Patricio era bisexual y desde jovencito había fantaseado con compartir la cama con otro hombre. En su adolescencia se la pasaba viendo videos gays en internet o alquilándolos en un videoclub oculto en un barrio marginal de su ciudad. Los videos gays que veía le fascinaban, aunque nunca, hasta ese momento había experimentado algo real.

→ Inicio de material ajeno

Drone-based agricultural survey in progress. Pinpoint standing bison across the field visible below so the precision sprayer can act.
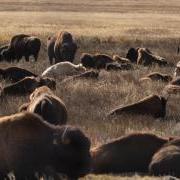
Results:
[91,133,169,174]
[20,86,67,125]
[2,34,41,61]
[1,77,56,97]
[47,31,77,64]
[0,113,91,180]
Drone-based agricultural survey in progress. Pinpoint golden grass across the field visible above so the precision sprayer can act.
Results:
[0,0,180,180]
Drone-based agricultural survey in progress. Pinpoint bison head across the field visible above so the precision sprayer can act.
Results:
[52,126,91,178]
[37,77,56,90]
[1,49,15,61]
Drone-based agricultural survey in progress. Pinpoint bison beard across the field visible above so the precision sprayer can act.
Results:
[0,113,91,180]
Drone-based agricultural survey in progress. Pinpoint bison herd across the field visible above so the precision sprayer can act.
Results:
[0,32,180,180]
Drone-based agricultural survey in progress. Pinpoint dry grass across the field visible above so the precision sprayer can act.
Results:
[0,0,180,180]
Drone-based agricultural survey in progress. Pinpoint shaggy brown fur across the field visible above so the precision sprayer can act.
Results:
[19,86,67,125]
[47,31,77,64]
[2,34,41,61]
[137,48,167,66]
[1,77,56,96]
[91,133,169,174]
[113,55,131,64]
[0,66,37,82]
[0,113,90,180]
[81,53,115,69]
[140,72,172,82]
[108,95,167,118]
[126,48,139,63]
[149,139,180,178]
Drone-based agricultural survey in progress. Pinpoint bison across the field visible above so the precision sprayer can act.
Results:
[47,31,78,64]
[137,48,168,66]
[2,34,41,62]
[19,86,67,125]
[174,61,180,77]
[140,72,172,82]
[42,61,86,78]
[81,53,115,69]
[126,48,139,64]
[91,133,169,174]
[108,95,167,118]
[1,77,56,97]
[0,66,37,82]
[149,139,180,178]
[0,113,91,180]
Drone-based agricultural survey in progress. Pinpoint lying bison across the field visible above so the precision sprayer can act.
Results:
[91,133,169,174]
[108,95,167,118]
[47,31,77,64]
[1,77,56,97]
[140,72,172,82]
[0,113,91,180]
[0,44,9,61]
[0,66,37,82]
[149,139,180,178]
[126,48,138,64]
[19,86,67,125]
[137,48,168,66]
[2,34,41,61]
[81,53,115,69]
[42,61,86,78]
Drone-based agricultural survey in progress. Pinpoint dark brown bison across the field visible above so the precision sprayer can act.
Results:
[1,77,56,97]
[105,62,133,71]
[19,86,68,125]
[126,48,138,63]
[0,113,91,180]
[91,133,169,174]
[149,139,180,178]
[47,31,77,64]
[137,48,168,66]
[0,44,9,61]
[2,34,41,61]
[113,55,131,64]
[140,72,172,82]
[170,76,180,86]
[0,66,37,82]
[108,95,167,118]
[81,53,115,69]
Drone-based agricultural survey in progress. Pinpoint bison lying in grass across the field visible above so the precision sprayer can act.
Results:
[19,86,67,125]
[2,34,41,61]
[0,66,37,82]
[0,113,91,180]
[1,77,56,97]
[108,95,167,118]
[91,133,169,174]
[47,31,77,64]
[149,139,180,178]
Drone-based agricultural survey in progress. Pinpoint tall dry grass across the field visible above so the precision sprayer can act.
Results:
[0,0,180,180]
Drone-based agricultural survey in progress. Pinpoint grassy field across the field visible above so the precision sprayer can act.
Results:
[0,0,180,180]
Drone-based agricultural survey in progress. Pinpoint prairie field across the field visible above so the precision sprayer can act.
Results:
[0,0,180,180]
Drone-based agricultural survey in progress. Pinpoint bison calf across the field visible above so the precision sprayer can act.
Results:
[91,133,169,174]
[108,95,167,118]
[19,86,67,125]
[0,113,91,180]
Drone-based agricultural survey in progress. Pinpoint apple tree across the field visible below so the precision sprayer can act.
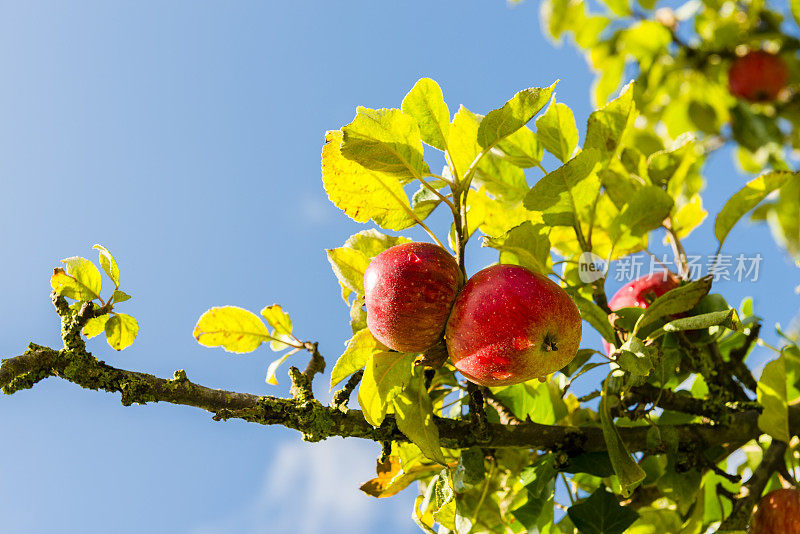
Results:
[0,0,800,534]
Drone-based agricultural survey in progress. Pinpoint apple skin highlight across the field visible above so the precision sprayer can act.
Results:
[364,243,463,352]
[603,273,680,356]
[446,265,581,386]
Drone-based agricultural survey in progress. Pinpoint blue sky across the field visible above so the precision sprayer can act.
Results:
[0,0,798,534]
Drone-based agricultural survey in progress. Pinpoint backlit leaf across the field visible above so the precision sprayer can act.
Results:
[341,107,430,182]
[633,276,713,335]
[358,352,416,427]
[478,82,558,148]
[105,313,139,350]
[50,256,103,301]
[583,84,636,160]
[392,366,446,465]
[600,384,646,496]
[402,78,450,150]
[92,245,119,287]
[611,185,674,240]
[261,304,297,352]
[567,486,639,534]
[83,313,111,339]
[326,247,369,295]
[322,130,415,230]
[193,306,272,353]
[331,328,389,389]
[536,100,578,162]
[714,171,798,252]
[525,150,600,211]
[758,354,792,443]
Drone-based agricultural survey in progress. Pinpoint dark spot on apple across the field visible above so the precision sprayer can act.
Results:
[542,332,558,352]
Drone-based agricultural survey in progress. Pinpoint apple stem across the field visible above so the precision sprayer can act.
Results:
[542,333,558,352]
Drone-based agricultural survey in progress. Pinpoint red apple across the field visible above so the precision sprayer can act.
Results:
[445,265,581,386]
[364,243,463,352]
[728,50,789,102]
[750,489,800,534]
[603,273,680,355]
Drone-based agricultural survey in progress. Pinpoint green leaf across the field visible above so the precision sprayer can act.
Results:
[342,106,430,182]
[485,221,551,274]
[494,380,567,425]
[331,328,389,389]
[647,308,742,339]
[473,154,528,202]
[359,456,438,498]
[617,20,672,60]
[540,0,585,42]
[525,149,600,211]
[325,247,369,295]
[672,195,708,239]
[50,256,103,301]
[563,451,614,478]
[83,313,111,339]
[111,289,131,303]
[536,100,578,163]
[617,336,658,376]
[92,245,119,287]
[358,352,416,428]
[757,354,792,443]
[322,130,416,230]
[583,83,636,161]
[496,126,544,169]
[478,82,558,149]
[105,313,139,350]
[567,486,639,534]
[401,78,450,150]
[511,453,557,531]
[411,185,442,221]
[193,306,272,354]
[448,106,481,180]
[261,304,297,352]
[714,171,797,251]
[431,469,456,531]
[600,384,646,496]
[453,446,486,493]
[264,350,297,386]
[657,461,702,515]
[611,185,674,241]
[633,276,713,335]
[392,366,447,465]
[570,293,616,345]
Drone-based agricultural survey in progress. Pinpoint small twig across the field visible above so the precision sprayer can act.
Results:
[483,389,522,425]
[303,341,325,382]
[467,382,491,443]
[331,369,364,413]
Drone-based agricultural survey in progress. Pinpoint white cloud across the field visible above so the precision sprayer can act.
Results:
[193,439,416,534]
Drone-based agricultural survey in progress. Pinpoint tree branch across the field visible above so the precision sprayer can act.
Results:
[0,345,800,454]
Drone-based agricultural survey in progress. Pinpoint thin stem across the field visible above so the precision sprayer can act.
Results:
[559,471,575,506]
[417,219,447,249]
[663,221,688,279]
[471,462,494,524]
[419,178,456,212]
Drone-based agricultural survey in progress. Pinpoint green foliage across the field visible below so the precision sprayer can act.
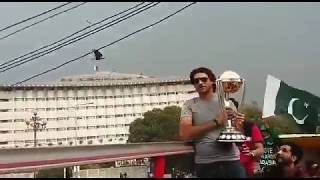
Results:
[269,115,302,134]
[240,105,300,134]
[240,105,262,124]
[128,106,181,143]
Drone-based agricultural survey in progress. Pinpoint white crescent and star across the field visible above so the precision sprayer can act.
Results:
[288,98,309,124]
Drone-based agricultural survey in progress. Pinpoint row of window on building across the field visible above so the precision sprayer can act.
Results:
[0,91,195,102]
[0,134,128,148]
[0,101,183,112]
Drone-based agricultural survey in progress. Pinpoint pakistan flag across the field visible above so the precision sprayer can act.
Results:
[262,75,320,134]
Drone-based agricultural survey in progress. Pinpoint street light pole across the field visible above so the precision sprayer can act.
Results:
[67,102,94,178]
[26,111,47,178]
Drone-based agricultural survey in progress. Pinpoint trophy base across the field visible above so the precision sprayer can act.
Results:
[217,128,246,143]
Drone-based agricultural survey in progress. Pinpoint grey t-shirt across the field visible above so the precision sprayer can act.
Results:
[181,97,240,164]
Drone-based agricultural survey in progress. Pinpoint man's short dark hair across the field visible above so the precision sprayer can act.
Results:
[190,67,216,92]
[281,142,303,165]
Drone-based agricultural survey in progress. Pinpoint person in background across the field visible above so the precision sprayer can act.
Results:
[305,160,320,178]
[261,143,309,178]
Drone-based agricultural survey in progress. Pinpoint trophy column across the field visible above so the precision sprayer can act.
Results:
[216,71,246,143]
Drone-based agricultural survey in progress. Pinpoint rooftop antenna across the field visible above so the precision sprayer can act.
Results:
[92,49,104,72]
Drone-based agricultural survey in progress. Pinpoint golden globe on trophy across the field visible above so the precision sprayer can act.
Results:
[216,71,246,143]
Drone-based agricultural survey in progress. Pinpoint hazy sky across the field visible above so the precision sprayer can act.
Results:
[0,2,320,106]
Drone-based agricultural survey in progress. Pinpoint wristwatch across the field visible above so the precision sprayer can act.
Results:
[213,119,220,127]
[249,151,255,157]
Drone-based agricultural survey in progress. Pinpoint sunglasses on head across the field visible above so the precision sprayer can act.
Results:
[194,77,209,84]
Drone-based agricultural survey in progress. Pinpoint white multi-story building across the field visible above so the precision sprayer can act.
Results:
[0,72,197,147]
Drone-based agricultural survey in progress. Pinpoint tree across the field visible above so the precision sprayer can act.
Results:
[128,106,181,143]
[128,106,193,173]
[240,105,300,134]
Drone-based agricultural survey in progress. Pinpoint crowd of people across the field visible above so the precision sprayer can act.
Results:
[179,67,320,178]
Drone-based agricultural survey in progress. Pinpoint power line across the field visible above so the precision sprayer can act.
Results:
[0,2,87,41]
[11,2,197,86]
[0,2,145,69]
[0,2,160,73]
[0,2,160,73]
[0,2,72,32]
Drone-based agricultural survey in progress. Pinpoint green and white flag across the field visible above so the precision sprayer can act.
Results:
[262,75,320,133]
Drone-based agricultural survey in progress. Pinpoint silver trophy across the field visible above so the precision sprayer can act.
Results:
[216,71,246,143]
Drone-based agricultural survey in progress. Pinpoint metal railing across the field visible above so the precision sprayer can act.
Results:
[0,142,194,174]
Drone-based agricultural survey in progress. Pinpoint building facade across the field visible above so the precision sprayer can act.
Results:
[0,72,197,148]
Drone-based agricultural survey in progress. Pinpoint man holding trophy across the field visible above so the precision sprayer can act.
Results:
[179,67,246,178]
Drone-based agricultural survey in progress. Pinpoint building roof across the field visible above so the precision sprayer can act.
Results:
[0,72,189,88]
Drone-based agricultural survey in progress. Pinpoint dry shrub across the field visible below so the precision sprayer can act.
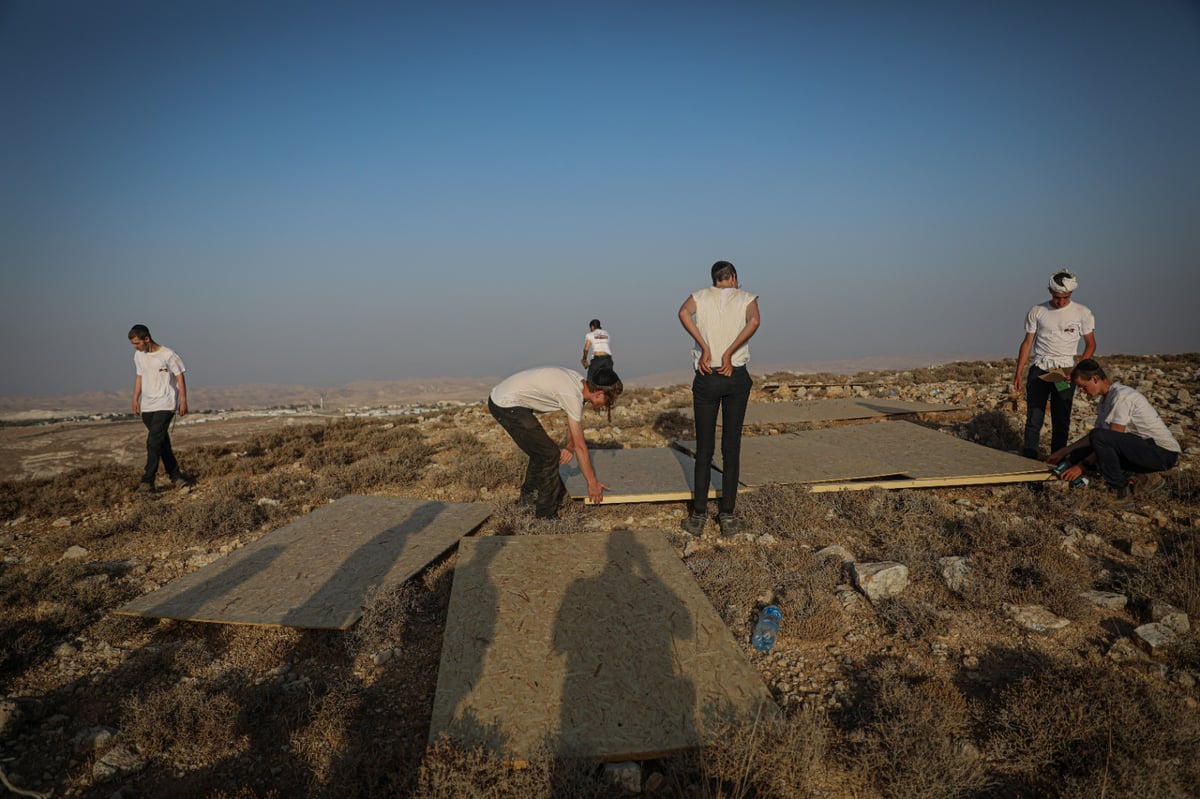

Hacía algunos meses atrás había conocido a Francisco por un sitio de contactos gays, un contador cuya oficina estaba a pocas cuadras de la casa de Patricio. Ambos eran muy reservados y después de interiorizarse un poco sobre la vida del otro decidieron encontrarse para pasar un buen rato.
Eran las 10 de la noche cuando Patricio tocó el timbre. Se sentía protagonizando uno de esos videos gays que veía casi diez años atrás. Francisco le abrió la puerta y amablemente pasaron la primera media hora de su encuentro bromeando y hablando banalidades.
El oficinista dio el primer paso, arrinconándolo contra una ventana después de apagar la luz. Sin dudas era una de las escenas de los videos gays que Patricio estaba viviendo.
Se desnudaron y ambos se tumbaron sobre un sillón. A Patricio parecía que se le iba a salir el corazón de lo fuerte que le latía. Estaba tan caliente que acabó mientras Francisco lo masturbaba. Sin embargo, no dieron por terminada la sesión, sino que avanzaron y casi sin esfuerzo por ser la primera vez, Francisco penetró a Patricio. Rotaron de posiciones entre gritos de placer e intercambiaron sus roles. Nunca se había sentido tan a gusto de penetrar a Francisco, ya que su apretado ano hacía volar a Patricio.
Al finalizar, ambos se despidieron, sin decir mucho. Cada tanto, Patricio pasa por en frente de la oficina de Francisco y recuerda qué bien la pasaron, aunque no volvieron a repetirlo.